Pour aborder la culture dans le cadre de l’enseignement des langues étrangères, il faut pouvoir décrire les contextes d’enseignement, savoir en dégager les traits constitutifs, mieux connaître l’évolution des pratiques pédagogiques à travers les époques, les relier à une culture nationale, étudier la rencontre avec d’autres usages culturels et pédagogiques (Cicurel, 2011 : 192).

Ces propos permettent de préciser ce qui fait défaut pour prétendre à une intervention didactique soucieuse du contexte d’application (Kramsch, 1993 ; Blanchet et al., 2008 ; Castelloti et Moore, 2008 ; Beacco, 2011). Ce besoin n’est d’ailleurs pas seulement ressenti pour le français langue étrangère. Il est valable pour la totalité du

15 Ici s’ouvrent de nombreuses perspectives de recherche de terrain de type micro ou macro, quelle que soit la discipline scolaire de référence.

système éducatif et l’ensemble des disciplines scolaires, aucune étude traitant de cette question dans une perspective historique n’ayant été réalisée à ce jour à notre connaissance.

Par conséquent, notre première hypothèse est que l’approche historique peut contribuer à mettre au jour les grandes caractéristiques du système éducatif et de la culture éducative actuels. Fondée sur l’idée que l’histoire participe à mettre en lumière les creux, les ruptures et les traits saillants du contexte d’étude (Durkheim, 1968 [1922];

Chakrabarty 2000 ; Spaëth, 2014), une telle hypothèse induit que le souci d’historicisation (Bourdieu, 1998 ; Hartog, 2003) est ce qui fait défaut à l’intervention didactique en Angola jusqu’à aujourd’hui. Historiciser la question linguistique et l’évolution de l’enseignement des langues en Angola implique dès lors d’élaborer un cadre historique pour contextualiser les textes, les propos et les faits relatifs à ces deux aspects. Un tel cadre, fondé sur une synthèse critique des études pluridisciplinaires existantes dans nos trois langues de travail (le français, l’anglais et le portugais) tout autant que sur une analyse de corpus des textes officiels relatifs aux langues et à l’éducation (Benveniste, 1966, 1974 ; Dufour, 2010 ; Auger, 2011 ; Auger et Verdelhan-Bourgade, 2011 ; Jones, Scollon R. et Scollon S. W., 2012), est un outil pour contribuer à dégager de nouveaux éléments de compréhension du contexte contemporain et de la (les) culture(s) éducative(s) dominante(s).
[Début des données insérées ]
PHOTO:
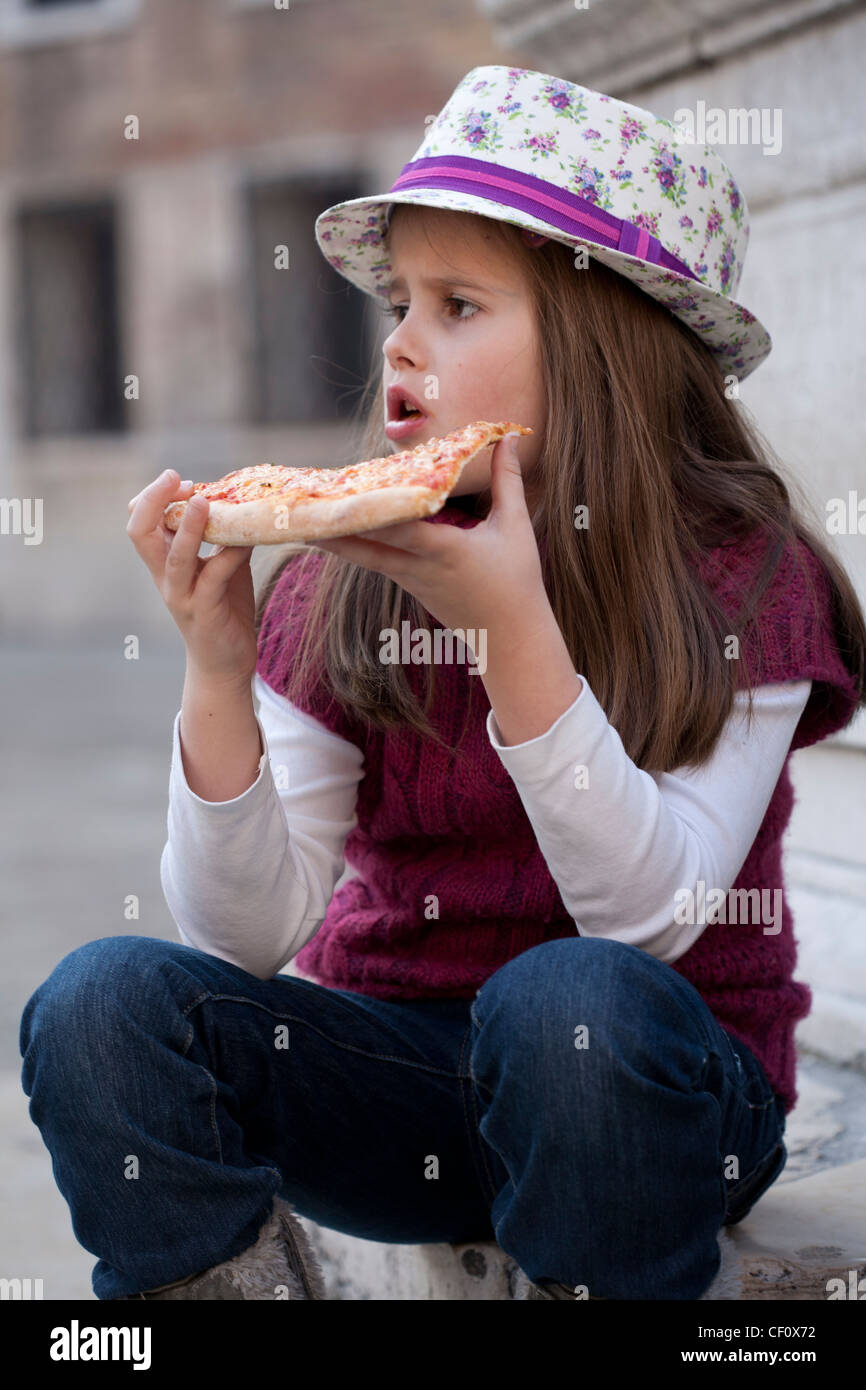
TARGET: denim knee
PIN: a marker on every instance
(623, 1007)
(79, 1002)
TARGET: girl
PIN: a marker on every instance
(519, 1019)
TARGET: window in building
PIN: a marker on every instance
(67, 320)
(312, 328)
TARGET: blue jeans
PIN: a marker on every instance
(584, 1109)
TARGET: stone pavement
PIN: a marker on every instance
(86, 756)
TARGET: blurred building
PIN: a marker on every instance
(154, 257)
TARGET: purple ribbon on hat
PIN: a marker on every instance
(548, 202)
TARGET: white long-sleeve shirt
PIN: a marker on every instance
(250, 879)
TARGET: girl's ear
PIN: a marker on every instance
(533, 238)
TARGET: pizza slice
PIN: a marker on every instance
(270, 503)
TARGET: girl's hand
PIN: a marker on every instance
(480, 577)
(211, 601)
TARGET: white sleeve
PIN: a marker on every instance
(623, 844)
(250, 879)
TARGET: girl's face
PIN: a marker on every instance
(464, 339)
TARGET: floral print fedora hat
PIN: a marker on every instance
(573, 166)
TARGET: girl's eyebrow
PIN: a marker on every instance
(444, 281)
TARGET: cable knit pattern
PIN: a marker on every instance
(452, 824)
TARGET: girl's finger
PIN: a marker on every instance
(217, 569)
(182, 563)
(145, 526)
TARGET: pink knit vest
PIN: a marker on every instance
(452, 824)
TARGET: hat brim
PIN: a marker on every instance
(350, 236)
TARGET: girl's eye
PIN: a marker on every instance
(398, 310)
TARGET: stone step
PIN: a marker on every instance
(804, 1239)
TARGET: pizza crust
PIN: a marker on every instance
(273, 520)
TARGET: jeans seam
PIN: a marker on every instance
(487, 1175)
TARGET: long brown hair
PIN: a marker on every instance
(641, 431)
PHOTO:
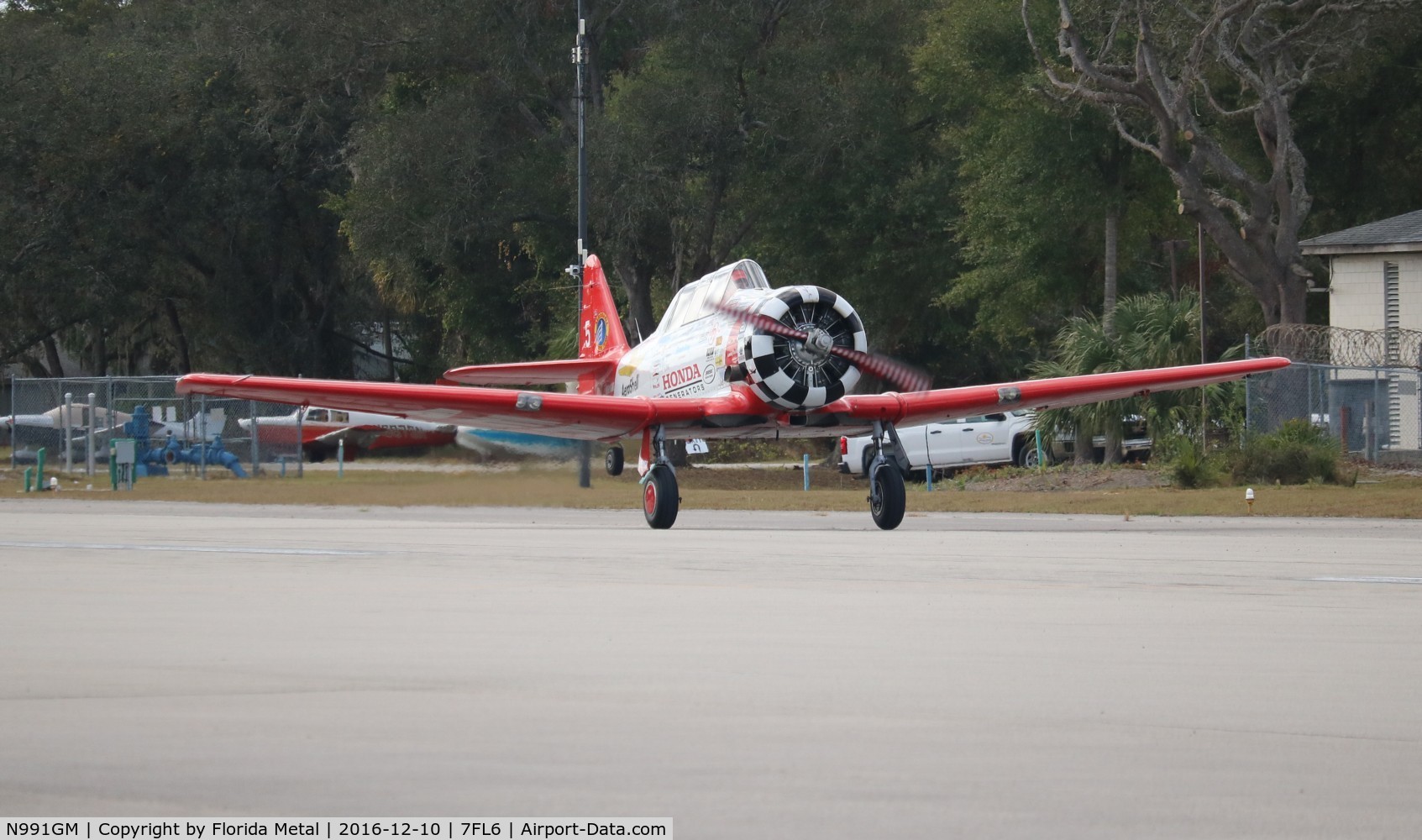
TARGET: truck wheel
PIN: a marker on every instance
(888, 505)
Notre deuxième hypothèse est que l’articulation des données historiques et de l’analyse d’un corpus constitué de supports produits à des moments clé de l’histoire angolaise peut également permettre de dégager des traces ou encore des éléments de compréhension de l’évolution des pratiques enseignantes (Salon, 1981 ; Bancel et Blanchard, 2006 ; Hatzky, 2012).

Un de nos objectifs de recherche est donc de pouvoir proposer des moyens d’améliorer l’enseignement / apprentissage des langues en Angola. Pour ce faire, il convient de dresser un cadre historique qui ne soit pas simplement un élément d’introduction au contexte d’étude mais bien une base solide pour appréhender les problématiques sociales contemporaines en relation avec l’usage des langues dans l’éducation publique en Angola. Le but est également de proposer de nouvelles pistes de réflexion concernant l’agir professoral contemporain pour dégager des recommandations

pour l’ingénierie de formation des enseignants de langues. Enfin, un cadre historique centré sur la question linguistique n’étant à ce jour pas disponible, celui dressé dans cette thèse constitue une contribution significative pour d’autres chercheurs.